The first decision of the American government in his case had no reference to any presumed infraction of the revenue laws of the United States, and did not, therefore, direct that his ship should be seized. It bears date the 9th of September, 1820, and simply states, what was sufficiently obvious, that the Apollon was embraced by the instructions already quoted of the 6th May, 1818,—that is to say, that the revenue laws should be enforced upon her without regard to the side of the river in which she might anchor. But after the ship had been seized for a presumed infraction of those laws, and when application was made for her release, government was in possession of the above-mentioned letters of the Spanish consular agent; the question was not whether the ship was embraced by the instructions, but whether an exception should be made in her favor; and it will not certainly be deemed harsh that under all the circumstances of the case, such as they were then known, it should have been left to be decided by the ordinary tribunals.

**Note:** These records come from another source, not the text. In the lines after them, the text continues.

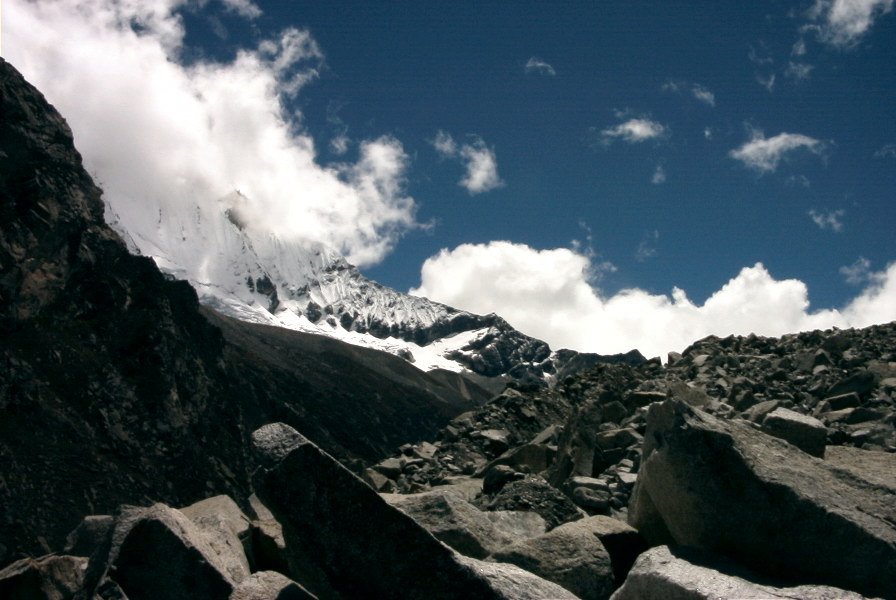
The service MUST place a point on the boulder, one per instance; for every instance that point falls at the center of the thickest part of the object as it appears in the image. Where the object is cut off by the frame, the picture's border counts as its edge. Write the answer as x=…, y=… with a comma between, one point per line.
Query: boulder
x=535, y=494
x=50, y=577
x=805, y=432
x=157, y=552
x=659, y=574
x=727, y=488
x=363, y=546
x=517, y=524
x=452, y=520
x=89, y=535
x=270, y=585
x=509, y=581
x=268, y=545
x=570, y=555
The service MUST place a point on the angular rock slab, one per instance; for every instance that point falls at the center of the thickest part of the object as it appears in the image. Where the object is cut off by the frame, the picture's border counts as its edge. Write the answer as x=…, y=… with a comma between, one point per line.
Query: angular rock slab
x=570, y=555
x=366, y=548
x=452, y=520
x=50, y=577
x=727, y=488
x=157, y=552
x=660, y=575
x=270, y=585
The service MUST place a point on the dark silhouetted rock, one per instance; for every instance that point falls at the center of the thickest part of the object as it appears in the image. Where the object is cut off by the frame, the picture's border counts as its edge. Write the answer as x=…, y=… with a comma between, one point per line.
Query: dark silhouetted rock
x=50, y=577
x=270, y=585
x=805, y=432
x=725, y=487
x=570, y=555
x=363, y=546
x=660, y=575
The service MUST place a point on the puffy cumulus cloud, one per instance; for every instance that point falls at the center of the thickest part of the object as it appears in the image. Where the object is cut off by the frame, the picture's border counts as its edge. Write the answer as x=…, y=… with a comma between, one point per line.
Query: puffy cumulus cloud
x=842, y=23
x=831, y=219
x=765, y=154
x=858, y=272
x=156, y=132
x=479, y=161
x=549, y=294
x=244, y=8
x=634, y=130
x=539, y=67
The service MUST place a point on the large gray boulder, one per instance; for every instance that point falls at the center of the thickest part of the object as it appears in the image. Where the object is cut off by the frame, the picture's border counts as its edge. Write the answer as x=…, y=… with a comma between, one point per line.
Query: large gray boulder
x=364, y=547
x=49, y=577
x=727, y=488
x=452, y=520
x=270, y=585
x=660, y=575
x=570, y=555
x=157, y=552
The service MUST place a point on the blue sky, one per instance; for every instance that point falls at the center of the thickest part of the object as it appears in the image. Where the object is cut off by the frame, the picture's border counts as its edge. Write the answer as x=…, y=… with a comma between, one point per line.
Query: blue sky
x=622, y=150
x=412, y=69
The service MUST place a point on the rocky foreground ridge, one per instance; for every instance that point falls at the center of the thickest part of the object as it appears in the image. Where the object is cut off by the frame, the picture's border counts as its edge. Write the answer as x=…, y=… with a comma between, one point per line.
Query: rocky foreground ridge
x=746, y=467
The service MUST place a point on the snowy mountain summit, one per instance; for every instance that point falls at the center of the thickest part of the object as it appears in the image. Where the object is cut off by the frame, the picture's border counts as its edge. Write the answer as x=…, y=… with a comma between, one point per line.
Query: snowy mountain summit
x=256, y=276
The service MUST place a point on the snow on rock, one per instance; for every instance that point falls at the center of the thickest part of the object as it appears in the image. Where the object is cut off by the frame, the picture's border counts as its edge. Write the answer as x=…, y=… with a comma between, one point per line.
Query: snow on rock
x=302, y=285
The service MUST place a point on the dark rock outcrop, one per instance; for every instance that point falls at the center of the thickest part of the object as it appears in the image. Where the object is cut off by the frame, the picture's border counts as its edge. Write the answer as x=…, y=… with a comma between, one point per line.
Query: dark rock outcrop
x=727, y=488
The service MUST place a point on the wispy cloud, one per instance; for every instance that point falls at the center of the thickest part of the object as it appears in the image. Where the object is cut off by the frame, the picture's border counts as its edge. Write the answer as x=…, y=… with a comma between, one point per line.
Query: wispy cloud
x=445, y=144
x=547, y=294
x=183, y=136
x=766, y=81
x=634, y=131
x=843, y=23
x=539, y=67
x=647, y=246
x=244, y=8
x=830, y=219
x=698, y=91
x=765, y=154
x=479, y=161
x=858, y=272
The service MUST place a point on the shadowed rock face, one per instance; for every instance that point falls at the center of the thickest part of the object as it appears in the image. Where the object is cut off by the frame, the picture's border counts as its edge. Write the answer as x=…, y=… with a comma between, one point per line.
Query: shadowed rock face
x=115, y=387
x=727, y=488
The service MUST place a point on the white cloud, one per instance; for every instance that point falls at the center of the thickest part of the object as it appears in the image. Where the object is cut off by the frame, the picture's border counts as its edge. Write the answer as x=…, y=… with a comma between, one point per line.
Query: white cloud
x=244, y=8
x=843, y=22
x=647, y=247
x=156, y=131
x=479, y=161
x=540, y=67
x=886, y=151
x=798, y=71
x=764, y=154
x=634, y=130
x=858, y=272
x=482, y=167
x=546, y=294
x=832, y=219
x=768, y=82
x=339, y=144
x=700, y=92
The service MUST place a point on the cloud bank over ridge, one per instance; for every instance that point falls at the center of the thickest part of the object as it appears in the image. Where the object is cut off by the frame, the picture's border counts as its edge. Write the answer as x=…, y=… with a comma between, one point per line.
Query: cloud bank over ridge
x=551, y=295
x=155, y=130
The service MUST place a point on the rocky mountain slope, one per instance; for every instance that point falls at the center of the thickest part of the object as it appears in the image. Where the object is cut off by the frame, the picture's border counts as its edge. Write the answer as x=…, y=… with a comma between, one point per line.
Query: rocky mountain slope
x=116, y=387
x=746, y=467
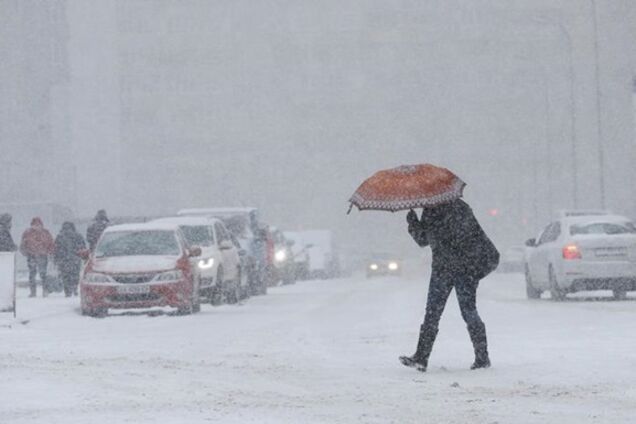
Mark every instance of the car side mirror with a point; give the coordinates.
(226, 245)
(194, 252)
(84, 254)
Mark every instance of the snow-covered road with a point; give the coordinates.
(322, 352)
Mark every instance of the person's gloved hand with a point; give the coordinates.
(411, 218)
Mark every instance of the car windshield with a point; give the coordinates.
(197, 235)
(238, 225)
(138, 243)
(607, 228)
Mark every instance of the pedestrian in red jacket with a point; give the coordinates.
(37, 244)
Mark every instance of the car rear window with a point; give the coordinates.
(197, 235)
(607, 228)
(138, 243)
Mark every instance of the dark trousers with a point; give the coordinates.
(37, 264)
(70, 280)
(439, 289)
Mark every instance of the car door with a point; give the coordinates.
(545, 253)
(532, 254)
(230, 255)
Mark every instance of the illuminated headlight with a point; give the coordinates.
(206, 263)
(280, 256)
(96, 277)
(169, 276)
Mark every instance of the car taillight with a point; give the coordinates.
(571, 251)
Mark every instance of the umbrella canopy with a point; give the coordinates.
(408, 187)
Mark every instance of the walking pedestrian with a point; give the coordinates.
(37, 244)
(95, 230)
(6, 241)
(462, 255)
(68, 244)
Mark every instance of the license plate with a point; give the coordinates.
(133, 289)
(611, 252)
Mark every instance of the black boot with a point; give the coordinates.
(419, 360)
(480, 345)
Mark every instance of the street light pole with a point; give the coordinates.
(599, 118)
(572, 100)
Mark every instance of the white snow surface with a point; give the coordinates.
(321, 352)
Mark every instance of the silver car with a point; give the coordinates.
(579, 253)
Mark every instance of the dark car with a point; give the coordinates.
(383, 264)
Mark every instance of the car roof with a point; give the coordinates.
(144, 226)
(583, 213)
(215, 211)
(188, 220)
(591, 219)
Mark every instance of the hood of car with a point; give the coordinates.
(133, 264)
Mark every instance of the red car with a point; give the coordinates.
(140, 266)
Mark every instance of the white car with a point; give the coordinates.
(219, 264)
(579, 253)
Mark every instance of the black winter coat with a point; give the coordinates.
(458, 242)
(94, 232)
(6, 241)
(67, 245)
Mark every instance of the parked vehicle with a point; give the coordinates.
(384, 264)
(221, 272)
(582, 252)
(284, 266)
(300, 254)
(512, 260)
(141, 266)
(245, 225)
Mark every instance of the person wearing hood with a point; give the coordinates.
(462, 255)
(37, 244)
(68, 244)
(6, 241)
(95, 230)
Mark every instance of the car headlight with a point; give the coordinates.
(96, 277)
(206, 263)
(280, 256)
(169, 276)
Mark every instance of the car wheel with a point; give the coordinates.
(233, 291)
(196, 298)
(531, 292)
(556, 293)
(620, 294)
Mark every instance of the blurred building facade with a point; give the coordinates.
(170, 104)
(36, 164)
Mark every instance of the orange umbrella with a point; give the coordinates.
(407, 187)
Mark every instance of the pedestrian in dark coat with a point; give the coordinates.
(68, 244)
(462, 255)
(6, 241)
(37, 244)
(95, 230)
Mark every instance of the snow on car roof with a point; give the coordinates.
(187, 220)
(215, 211)
(591, 219)
(144, 226)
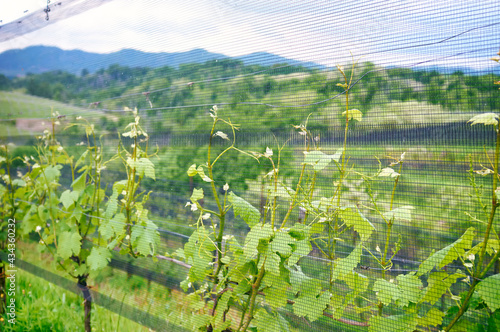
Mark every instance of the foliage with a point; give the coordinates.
(226, 276)
(81, 226)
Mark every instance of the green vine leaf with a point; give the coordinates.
(99, 258)
(69, 197)
(266, 322)
(402, 213)
(300, 249)
(245, 210)
(143, 166)
(410, 288)
(221, 135)
(485, 118)
(386, 291)
(438, 284)
(319, 160)
(354, 114)
(389, 172)
(145, 238)
(69, 244)
(398, 323)
(79, 183)
(433, 317)
(489, 290)
(112, 205)
(449, 253)
(197, 195)
(52, 173)
(346, 265)
(310, 305)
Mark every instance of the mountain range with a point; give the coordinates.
(38, 59)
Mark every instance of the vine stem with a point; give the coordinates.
(255, 290)
(478, 273)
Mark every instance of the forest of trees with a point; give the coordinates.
(377, 86)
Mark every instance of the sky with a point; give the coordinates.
(386, 32)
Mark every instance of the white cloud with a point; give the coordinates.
(326, 32)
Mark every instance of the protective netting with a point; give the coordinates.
(371, 206)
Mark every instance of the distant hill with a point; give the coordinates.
(39, 59)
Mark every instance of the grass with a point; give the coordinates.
(22, 114)
(43, 306)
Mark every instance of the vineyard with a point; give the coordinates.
(225, 195)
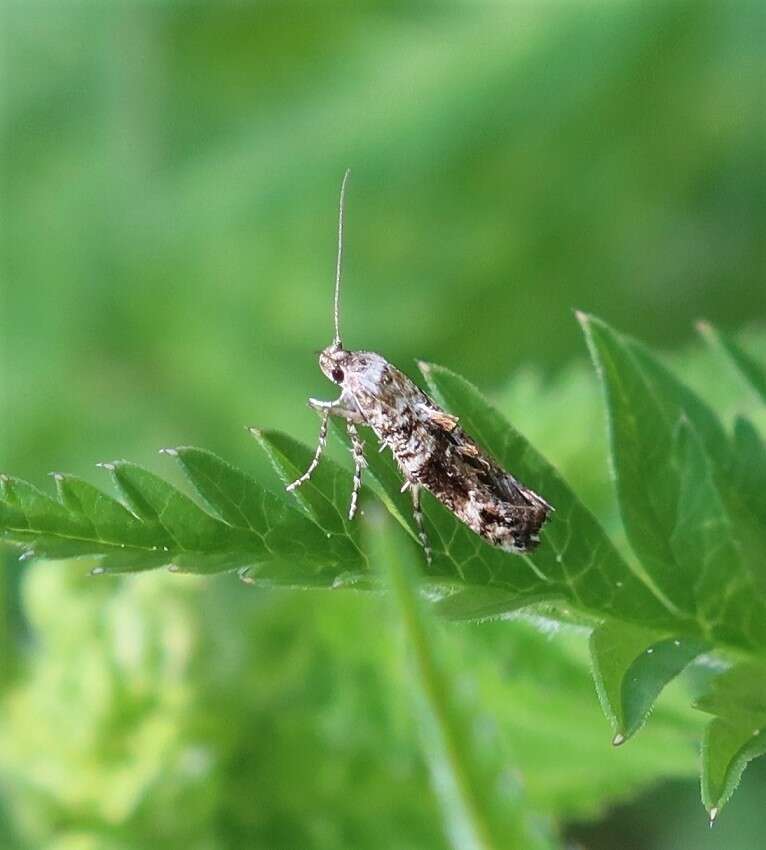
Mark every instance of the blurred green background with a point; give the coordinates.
(170, 175)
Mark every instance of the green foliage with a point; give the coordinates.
(698, 584)
(479, 811)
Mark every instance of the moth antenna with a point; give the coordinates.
(341, 205)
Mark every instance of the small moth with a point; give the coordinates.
(429, 446)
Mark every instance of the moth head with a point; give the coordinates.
(333, 361)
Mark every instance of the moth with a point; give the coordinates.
(430, 448)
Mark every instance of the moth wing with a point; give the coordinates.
(443, 420)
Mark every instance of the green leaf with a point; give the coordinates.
(749, 468)
(162, 526)
(753, 372)
(631, 666)
(694, 536)
(737, 735)
(243, 504)
(575, 561)
(462, 782)
(325, 497)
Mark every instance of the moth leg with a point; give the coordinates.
(317, 455)
(343, 406)
(357, 449)
(418, 513)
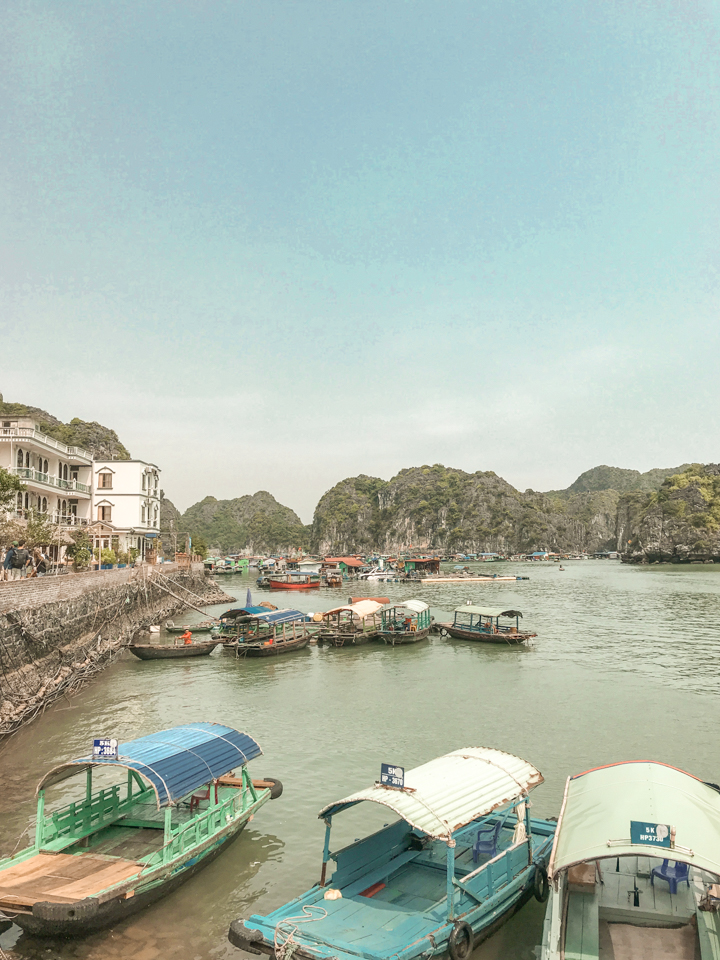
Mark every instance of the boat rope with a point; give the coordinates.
(285, 948)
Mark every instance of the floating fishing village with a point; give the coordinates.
(623, 866)
(359, 480)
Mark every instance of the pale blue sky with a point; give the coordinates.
(275, 244)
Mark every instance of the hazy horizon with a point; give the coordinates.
(276, 245)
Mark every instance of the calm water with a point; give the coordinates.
(625, 666)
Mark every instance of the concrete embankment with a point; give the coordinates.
(56, 633)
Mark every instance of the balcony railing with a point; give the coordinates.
(64, 520)
(9, 433)
(27, 473)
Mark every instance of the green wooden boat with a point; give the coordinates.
(101, 858)
(635, 867)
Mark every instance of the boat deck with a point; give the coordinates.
(83, 868)
(604, 923)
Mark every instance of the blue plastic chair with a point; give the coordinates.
(486, 843)
(677, 873)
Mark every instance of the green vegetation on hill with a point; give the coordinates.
(101, 442)
(257, 523)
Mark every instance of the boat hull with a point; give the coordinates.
(154, 651)
(395, 638)
(283, 585)
(506, 639)
(102, 915)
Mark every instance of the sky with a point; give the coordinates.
(276, 244)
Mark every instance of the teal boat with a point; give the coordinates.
(464, 855)
(635, 867)
(121, 847)
(483, 624)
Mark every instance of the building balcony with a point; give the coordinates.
(46, 479)
(28, 433)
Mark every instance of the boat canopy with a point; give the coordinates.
(174, 762)
(488, 611)
(281, 616)
(417, 606)
(445, 794)
(361, 609)
(599, 805)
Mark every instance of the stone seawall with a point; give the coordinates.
(56, 633)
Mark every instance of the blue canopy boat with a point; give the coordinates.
(103, 857)
(463, 857)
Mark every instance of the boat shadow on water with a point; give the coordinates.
(179, 922)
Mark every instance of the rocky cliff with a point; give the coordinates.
(257, 523)
(441, 508)
(679, 522)
(101, 442)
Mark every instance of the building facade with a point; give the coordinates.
(126, 501)
(58, 478)
(117, 500)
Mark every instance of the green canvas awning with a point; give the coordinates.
(488, 611)
(599, 805)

The ship has since been acquitted by a decision of the court for the district of Georgia. I have not seen the decree, but, from the manner in which it is mentioned in the despatches from my government, I am authorized to say that the inference which seems to have been drawn, that the decision implied that the seizure was illegal, or in any degree affected the main question, is erroneous. Indeed, there are many other obvious grounds on which an acquittal might have been pronounced in the first instance. Sufficient proof of the facts may not have been adduced; the facts proven might constitute an attempt to infringe the laws, and not a positive infraction; the infraction, if any was proven, might subject the captain to a penalty, and not the ship to be forfeited; there might be an omission or defect in the revenue laws, which rendered the provisions supposed to have been violated inapplicable to the case in question. In either of those cases, or if there was a doubt in the mind of the judge, who knew that there was an appeal from his decision, he would pronounce an acquittal.
Whatever may have been the grounds of the decree of that court, certain it is that the government of the United States was of opinion that on an appeal to the superior tribunal a decision would be had against the vessel; and that the President, in declining a further prosecution of the case, has been impelled by no other motive than that of removing what might be made an obstacle to pending negotiations, and of giving an additional proof of the earnest desire of the United States to entertain the most friendly relations with France, and to terminate by amicable arrangement the difficulties which have arisen in the commercial intercourse between the two countries.
I request your Excellency to accept the renewed assurances of the distinguished consideration with which, &c.